Exercise and activity are the windows, doors, roof shingles, and brick. Exercise is formal and structured, and activity is unstructured and informal movement. Like their homebuilding equivalents, they make us more durable and help protect us from life’s “storms”. Consistent exercise and activity improve immune function, maintain bone density, and support a higher metabolism. With adequate exercise and activity, we are less vulnerable to diseases and heal more quickly in the event of an accident. Neglecting this aspect of our “home” can result in more damage than necessary when we encounter inclement weather in life. That little tumble off the curb tends to cause much more damage when we’re not physically strong and fit.
Homes need plumbing, electrical, and heating/cooling systems, and our health and wellness home needs stress management, rest and recovery. Massage therapy, meditation, and adequate amounts of quality sleep all help us recover from exercise, deal with stress, and maintain balance in our lives. Electrical systems provide energy and plumbing systems dispose of waste. The practices we utilize for stress management and rest and recovery do the same for our bodies. Not doing them can leave us feeling short of energy and like we have things we need to flush down the toilet.
Emotional self-care and social interaction are the interior finishes – paint, trim, flooring, etcetera – of our “home”. They are the things that make our home comfortable to live in. Making ourselves a priority and maintaining strong relationships with friends and family is what makes life worth living. The alternative is a home that looks great from the street and is the envy of all the neighbors but feels cold, uncomfortable, and lacking on the inside…Cough…social media influencers…cough…
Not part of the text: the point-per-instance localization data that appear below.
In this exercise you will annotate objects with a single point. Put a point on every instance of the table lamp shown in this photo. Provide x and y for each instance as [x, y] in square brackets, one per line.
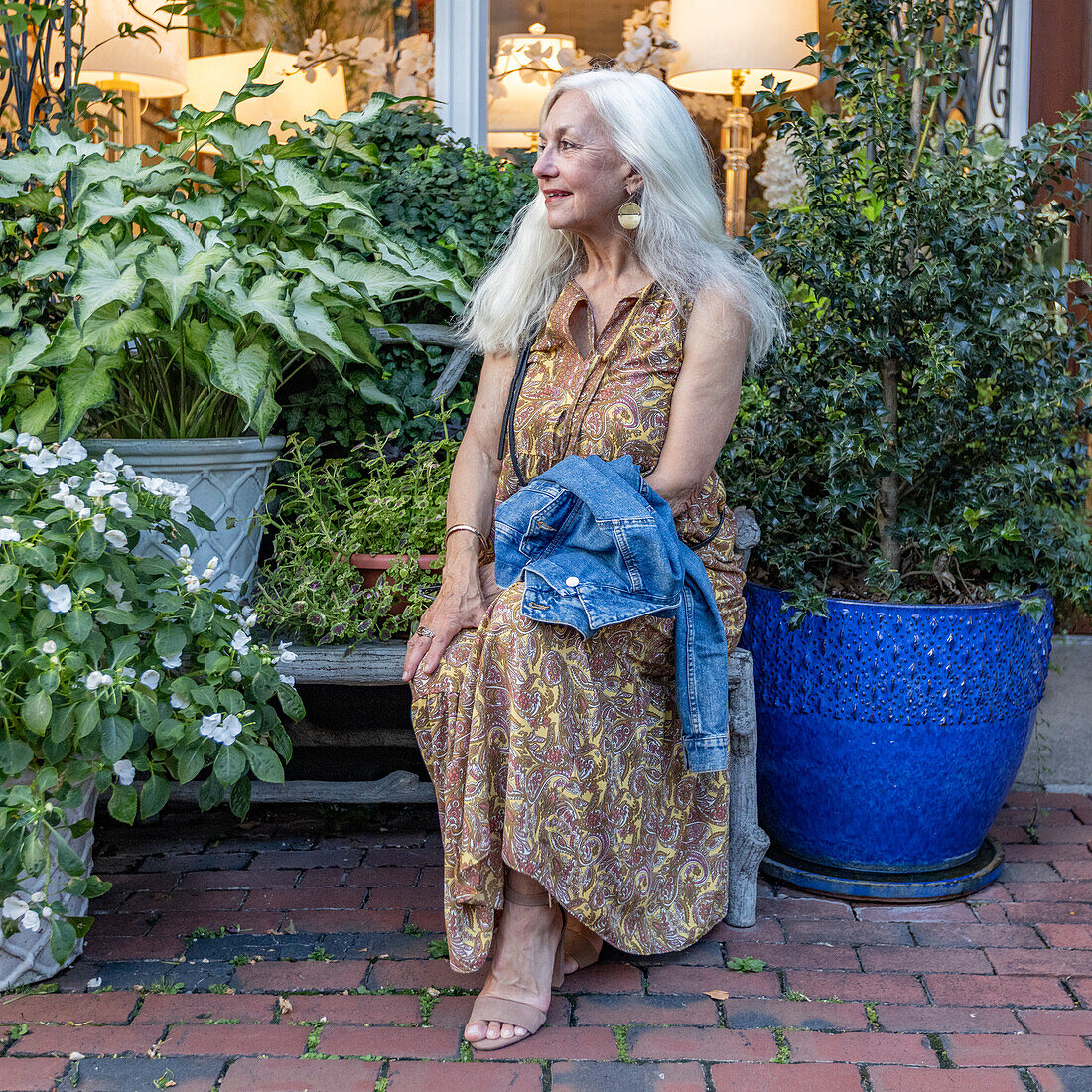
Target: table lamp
[732, 46]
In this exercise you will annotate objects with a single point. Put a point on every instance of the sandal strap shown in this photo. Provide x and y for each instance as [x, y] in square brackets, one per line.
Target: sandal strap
[503, 1011]
[522, 898]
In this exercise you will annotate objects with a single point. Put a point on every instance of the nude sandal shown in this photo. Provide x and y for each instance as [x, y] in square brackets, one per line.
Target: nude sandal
[508, 1011]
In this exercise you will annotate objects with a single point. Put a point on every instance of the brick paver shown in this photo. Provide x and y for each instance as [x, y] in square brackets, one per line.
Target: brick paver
[987, 994]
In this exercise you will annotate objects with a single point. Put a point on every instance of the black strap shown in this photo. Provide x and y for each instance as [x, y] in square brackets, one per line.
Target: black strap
[508, 425]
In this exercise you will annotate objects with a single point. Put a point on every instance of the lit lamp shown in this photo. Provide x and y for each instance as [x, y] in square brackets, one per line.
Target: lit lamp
[296, 98]
[131, 68]
[526, 68]
[733, 45]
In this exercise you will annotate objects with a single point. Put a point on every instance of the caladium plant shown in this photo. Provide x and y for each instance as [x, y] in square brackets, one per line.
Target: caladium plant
[170, 302]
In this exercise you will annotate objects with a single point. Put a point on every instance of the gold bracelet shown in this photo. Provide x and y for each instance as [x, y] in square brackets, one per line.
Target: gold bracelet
[467, 526]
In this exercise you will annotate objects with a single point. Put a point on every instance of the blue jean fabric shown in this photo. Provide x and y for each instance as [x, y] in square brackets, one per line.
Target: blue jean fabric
[596, 547]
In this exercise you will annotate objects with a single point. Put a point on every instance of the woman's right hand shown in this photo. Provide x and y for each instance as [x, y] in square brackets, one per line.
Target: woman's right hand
[459, 605]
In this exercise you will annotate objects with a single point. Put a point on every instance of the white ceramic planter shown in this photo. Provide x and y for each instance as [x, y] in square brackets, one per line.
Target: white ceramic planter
[226, 479]
[25, 956]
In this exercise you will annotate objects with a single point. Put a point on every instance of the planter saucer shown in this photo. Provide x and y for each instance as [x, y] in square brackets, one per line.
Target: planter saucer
[863, 886]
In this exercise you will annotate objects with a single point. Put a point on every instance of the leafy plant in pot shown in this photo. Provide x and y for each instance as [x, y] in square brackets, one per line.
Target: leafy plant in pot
[113, 666]
[357, 542]
[190, 299]
[916, 462]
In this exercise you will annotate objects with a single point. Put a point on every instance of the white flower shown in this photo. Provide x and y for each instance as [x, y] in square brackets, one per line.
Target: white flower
[13, 906]
[126, 771]
[209, 724]
[96, 678]
[71, 451]
[41, 463]
[59, 598]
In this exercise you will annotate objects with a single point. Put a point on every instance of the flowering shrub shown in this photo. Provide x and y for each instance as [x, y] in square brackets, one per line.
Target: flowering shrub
[113, 665]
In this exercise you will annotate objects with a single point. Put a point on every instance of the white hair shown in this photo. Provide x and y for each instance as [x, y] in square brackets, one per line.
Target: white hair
[680, 241]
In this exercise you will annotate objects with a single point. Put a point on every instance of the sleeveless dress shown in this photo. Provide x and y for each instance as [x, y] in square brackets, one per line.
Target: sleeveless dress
[563, 757]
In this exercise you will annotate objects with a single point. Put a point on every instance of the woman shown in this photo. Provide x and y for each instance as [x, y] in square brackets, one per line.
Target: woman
[557, 762]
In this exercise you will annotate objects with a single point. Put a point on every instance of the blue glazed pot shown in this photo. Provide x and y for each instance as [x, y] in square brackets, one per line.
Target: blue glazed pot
[888, 736]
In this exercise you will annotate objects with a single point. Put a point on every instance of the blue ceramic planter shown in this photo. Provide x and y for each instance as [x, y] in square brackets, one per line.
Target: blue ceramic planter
[888, 736]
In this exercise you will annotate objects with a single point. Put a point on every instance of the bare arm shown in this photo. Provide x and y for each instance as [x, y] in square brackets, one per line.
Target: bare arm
[705, 402]
[461, 601]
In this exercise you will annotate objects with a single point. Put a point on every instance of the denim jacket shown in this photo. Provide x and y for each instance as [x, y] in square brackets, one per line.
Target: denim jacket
[596, 547]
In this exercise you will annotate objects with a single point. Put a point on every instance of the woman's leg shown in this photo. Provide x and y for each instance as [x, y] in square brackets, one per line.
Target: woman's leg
[524, 951]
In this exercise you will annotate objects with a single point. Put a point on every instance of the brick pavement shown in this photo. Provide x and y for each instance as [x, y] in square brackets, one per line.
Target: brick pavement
[302, 951]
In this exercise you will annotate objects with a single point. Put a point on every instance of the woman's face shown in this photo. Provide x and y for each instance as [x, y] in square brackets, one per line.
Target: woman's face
[581, 175]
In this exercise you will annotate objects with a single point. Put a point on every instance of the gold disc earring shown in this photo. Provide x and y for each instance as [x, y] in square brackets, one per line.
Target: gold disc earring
[629, 215]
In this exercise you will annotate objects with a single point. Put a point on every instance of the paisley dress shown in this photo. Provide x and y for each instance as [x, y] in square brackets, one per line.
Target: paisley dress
[563, 757]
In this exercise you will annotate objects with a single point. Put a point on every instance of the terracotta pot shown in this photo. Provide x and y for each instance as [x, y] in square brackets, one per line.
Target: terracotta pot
[372, 567]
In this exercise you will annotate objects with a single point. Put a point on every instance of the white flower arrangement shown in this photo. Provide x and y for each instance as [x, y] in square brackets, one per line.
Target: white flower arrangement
[128, 670]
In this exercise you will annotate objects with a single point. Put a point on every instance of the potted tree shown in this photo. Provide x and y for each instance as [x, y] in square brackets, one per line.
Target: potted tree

Our primary care physician, and other medical care providers are the service technicians who provide ongoing maintenance of all our home’s components and systems. Ignoring regular maintenance of our home will result in costly repairs that could have been avoided, and the same is true for our bodies. Neglecting preventive medical care can result in medical issues and treatments that could have otherwise been avoided.
Like a home, we can only be our healthiest when we put all the important parts in place in the correct order. Neglecting any one of them results in a “home” that isn’t as sturdy, functional, or comfortable as we’d like.
Isn’t it time you built your dream home?